Qu’importe, « dans la perception des américains, cela va faire revenir des emplois industriels, souligne Florence Pisani, cheffe économiste chez Candriam. La classe moyenne ouvrière blanche, à l’origine démocrate, a souffert de l’ouverture à la Chine. Elle considère que la gauche américaine les a abandonnés ». « La mondialisation a conduit à une recomposition politique où les démocrates n’arrivent pas à trouver leur place, renchérit François Geerolf. C’est la gauche américaine qui a mis en place une partie des réformes favorables au libre marché. Le parti Républicain, à l’origine identifié comme libre échangiste, apparaît désormais beaucoup plus protectionniste. Pour certains, c’est désormais la droite américaine qui défend le mieux les petits gens. » Alors même que les Républicains ont voté contre les volets sociaux des plans Biden durant le précédent mandat. Et qu’une partie des mesures défendues par Donald Trump favorisent les grandes fortunes.
Croissance inégalement répartie
Malgré cette situation explosive, les démocrates et les économistes proches de l’administration ont privilégié l’indicateur de croissance (2,8% au deuxième trimestre), qui reflétaient selon eux la bonne santé globale du pays. En oubliant peut-être que l’augmentation du PIB américain, était inégalement répartie. « Les profits ont explosé sous le mandat de Joe Biden de 17%, c’est un record absolu. Pour mieux comprendre ces chiffres, la moyenne historique est de 5%, insiste Benjamin Bürbaumer. D’autant que la consommation, facteur essentiel de la croissance, s’est avérée être tirée par les ménages les plus fortunés.

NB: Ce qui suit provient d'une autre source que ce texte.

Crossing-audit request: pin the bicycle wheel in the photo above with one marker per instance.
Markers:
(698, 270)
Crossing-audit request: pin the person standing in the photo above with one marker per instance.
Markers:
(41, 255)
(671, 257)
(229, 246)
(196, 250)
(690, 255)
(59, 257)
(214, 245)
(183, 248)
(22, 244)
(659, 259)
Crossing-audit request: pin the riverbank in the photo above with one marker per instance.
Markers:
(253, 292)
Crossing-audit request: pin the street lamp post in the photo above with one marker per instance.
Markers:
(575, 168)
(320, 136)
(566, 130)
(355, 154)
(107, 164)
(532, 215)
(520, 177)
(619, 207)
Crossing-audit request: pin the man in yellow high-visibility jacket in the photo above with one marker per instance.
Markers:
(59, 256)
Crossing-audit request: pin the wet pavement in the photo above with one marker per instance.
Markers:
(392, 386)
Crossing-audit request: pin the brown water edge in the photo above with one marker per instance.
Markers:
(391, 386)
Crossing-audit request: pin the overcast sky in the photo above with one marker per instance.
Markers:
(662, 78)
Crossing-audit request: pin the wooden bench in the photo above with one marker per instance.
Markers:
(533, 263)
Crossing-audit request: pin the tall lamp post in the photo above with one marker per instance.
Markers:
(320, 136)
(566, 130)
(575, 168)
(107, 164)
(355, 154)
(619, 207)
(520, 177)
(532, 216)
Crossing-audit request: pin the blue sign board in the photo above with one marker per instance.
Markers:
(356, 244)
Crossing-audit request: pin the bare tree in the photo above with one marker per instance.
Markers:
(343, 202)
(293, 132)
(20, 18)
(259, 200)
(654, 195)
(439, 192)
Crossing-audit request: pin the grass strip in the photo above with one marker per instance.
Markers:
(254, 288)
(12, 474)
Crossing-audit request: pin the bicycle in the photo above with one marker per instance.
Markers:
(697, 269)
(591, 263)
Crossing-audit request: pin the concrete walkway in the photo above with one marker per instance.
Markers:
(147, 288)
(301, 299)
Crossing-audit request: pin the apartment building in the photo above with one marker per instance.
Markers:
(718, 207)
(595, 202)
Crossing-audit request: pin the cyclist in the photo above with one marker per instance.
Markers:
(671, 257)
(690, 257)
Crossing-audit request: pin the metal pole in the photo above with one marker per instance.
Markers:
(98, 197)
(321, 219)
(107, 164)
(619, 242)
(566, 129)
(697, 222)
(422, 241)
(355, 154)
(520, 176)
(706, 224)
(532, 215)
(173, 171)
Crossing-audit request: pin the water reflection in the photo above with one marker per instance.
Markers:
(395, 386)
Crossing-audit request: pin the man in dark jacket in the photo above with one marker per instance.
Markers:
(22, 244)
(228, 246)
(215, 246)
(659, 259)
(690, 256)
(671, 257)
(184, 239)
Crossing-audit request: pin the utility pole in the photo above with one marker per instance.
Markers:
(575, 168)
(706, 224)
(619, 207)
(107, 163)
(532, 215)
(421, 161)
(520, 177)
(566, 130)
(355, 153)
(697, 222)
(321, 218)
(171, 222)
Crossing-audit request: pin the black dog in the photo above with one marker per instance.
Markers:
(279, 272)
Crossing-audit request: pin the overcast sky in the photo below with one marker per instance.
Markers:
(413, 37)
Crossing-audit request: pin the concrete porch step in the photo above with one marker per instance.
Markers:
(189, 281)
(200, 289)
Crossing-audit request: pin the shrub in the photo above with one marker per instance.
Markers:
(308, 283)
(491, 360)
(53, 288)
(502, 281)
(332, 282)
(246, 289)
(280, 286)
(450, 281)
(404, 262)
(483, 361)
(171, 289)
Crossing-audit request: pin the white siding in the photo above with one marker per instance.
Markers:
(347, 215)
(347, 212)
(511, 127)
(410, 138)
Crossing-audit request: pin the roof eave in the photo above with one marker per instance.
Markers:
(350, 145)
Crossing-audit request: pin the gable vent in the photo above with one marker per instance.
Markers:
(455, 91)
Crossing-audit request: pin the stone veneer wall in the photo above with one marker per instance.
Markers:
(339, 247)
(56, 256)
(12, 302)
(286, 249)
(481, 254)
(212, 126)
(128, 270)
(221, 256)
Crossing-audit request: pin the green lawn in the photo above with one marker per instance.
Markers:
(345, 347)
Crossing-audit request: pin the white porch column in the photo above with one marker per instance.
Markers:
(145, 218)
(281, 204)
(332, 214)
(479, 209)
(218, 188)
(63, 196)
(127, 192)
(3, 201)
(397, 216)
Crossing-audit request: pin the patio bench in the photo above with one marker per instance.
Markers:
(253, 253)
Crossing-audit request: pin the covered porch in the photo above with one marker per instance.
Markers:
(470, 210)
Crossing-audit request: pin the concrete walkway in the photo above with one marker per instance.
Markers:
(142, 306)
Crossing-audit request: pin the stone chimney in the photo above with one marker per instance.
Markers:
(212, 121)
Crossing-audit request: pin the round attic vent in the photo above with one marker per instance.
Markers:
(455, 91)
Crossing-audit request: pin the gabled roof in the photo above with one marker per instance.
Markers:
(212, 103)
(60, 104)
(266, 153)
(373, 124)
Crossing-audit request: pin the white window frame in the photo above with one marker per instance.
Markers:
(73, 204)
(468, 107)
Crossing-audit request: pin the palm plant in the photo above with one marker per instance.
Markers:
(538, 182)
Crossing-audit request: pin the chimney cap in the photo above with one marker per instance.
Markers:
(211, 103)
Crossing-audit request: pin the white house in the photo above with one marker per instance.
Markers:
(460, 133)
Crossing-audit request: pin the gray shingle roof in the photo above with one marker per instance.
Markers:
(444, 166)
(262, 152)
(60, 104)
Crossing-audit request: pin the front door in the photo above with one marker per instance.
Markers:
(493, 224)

D’après le cabinet Oxford Economics, les 40 % des ménages aux revenus les plus bas génèrent seulement 20 % des dépenses par carte de débit, tandis que les 20 % les plus fortunés en représentent 40 %. « Cela n’a rien de nouveau car ça a toujours été le cas aux Etats-Unis », tempère Florence Pisani.
L’administration démocrate s’est également félicitée des investissements considérables réalisés dans les infrastructures et les secteurs stratégiques. « Cette volonté de réindustrialisation devrait permettre la création des emplois de demain mais elle s’inscrit dans le temps long », expose l’économiste de Candriam. La gauche américaine a semblé l’oublier, mais temps long et politique sont des oxymores.